Matteo Mecacci, President of ICT
Matteo Mecacci, President of ICT

“To evaluate the issue of the next winter Olympic games in China we have to take a broader look at the developments in China,” Mecacci told us.

Meccaci, who has presided over the ICT since 2013, elaborated on the types of offences dealt with every day by the organization.

“ICT is very concerned about the serious human rights violations that continue to take place in Tibet through repressive political campaigns, institutional racism, and long-term policies that marginalize Tibetans economically, threaten the survival of the Tibetan identity, and cause tension and ill-will between the Chinese and Tibetans peoples.

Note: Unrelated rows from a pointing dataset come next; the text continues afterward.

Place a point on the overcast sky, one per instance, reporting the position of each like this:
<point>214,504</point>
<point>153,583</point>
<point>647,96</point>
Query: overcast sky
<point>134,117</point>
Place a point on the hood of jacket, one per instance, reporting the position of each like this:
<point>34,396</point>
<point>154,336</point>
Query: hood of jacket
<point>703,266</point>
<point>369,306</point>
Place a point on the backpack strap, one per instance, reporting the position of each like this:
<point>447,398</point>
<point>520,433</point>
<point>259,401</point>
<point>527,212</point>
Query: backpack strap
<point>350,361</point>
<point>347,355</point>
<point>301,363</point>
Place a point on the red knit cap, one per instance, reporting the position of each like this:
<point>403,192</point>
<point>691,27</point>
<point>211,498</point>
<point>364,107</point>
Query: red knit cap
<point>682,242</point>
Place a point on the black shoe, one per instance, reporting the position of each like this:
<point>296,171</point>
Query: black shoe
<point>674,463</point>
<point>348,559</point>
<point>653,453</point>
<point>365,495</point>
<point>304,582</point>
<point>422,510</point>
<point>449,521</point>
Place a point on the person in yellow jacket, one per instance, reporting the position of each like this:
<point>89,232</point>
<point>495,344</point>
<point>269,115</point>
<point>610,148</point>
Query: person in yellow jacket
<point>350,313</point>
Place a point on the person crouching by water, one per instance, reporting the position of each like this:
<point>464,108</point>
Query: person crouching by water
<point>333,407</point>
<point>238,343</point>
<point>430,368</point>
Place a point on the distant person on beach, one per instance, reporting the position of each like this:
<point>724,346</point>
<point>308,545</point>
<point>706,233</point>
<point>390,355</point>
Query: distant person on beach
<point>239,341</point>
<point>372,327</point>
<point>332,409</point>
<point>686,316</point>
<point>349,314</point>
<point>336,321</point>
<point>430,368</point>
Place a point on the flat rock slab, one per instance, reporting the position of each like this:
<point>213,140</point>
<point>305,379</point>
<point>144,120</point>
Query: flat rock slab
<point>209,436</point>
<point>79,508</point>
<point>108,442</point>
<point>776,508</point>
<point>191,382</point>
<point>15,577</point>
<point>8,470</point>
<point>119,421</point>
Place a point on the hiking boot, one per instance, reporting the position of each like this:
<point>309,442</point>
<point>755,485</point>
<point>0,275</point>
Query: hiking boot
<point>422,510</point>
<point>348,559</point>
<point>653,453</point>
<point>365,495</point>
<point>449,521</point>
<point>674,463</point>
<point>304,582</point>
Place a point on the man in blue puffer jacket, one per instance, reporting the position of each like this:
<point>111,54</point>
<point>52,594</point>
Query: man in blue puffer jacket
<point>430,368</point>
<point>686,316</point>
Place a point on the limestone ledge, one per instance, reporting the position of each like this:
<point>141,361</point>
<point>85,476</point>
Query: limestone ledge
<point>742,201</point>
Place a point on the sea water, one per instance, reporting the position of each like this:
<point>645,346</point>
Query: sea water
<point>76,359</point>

We are also concerned about the increasing repression of human rights advocates all over the country since Xi Jinping rose to power.”

Read more: Under Xi Jinping, repression in China has increased – Freedom House Report

Mecacci also commented on the recent mass jailing of Chinese lawyers and the death of one of China’s most notable Tibetan prisoners.

“The last 2 weeks have seen a wide-ranging attack on civil society by Chinese authorities, including the detention of more than 70 lawyers, and the death of a revered Tibetan lama, the highest profile Tibetan political prisoner whose case was raised by governments worldwide.

Read more: With days to go, human rights groups question whether China should be awarded another Olympic Games

“There is an urgent need for the international community to push back against China’s hardline policies and violations of human rights and to send a signal of support to Chinese civil society and the Tibetan and Uyghur people.”

Mecacci expressed sentiments similar to other Tibetan rights groups that if the IOC chooses China as host again, they would in effect be condoning China’s continued human rights abuses.

“They would be supporting a government that continues to jail and intimidate responsible and moderate individuals who are trying to create a better and fairer society,” stated Mecacci.

“The Chinese people deserve to be part of international sport events, including hosting them, but it is up to the Chinese leadership to show — and to make a credible and verifiable commitment — to the International Olympics Committee and the international community that it is deserving of yet another Olympics. Sadly, the Chinese Government so far has failed to make this commitment and show concrete results. Without this, awarding China with another Olympics will not be a wise decision.”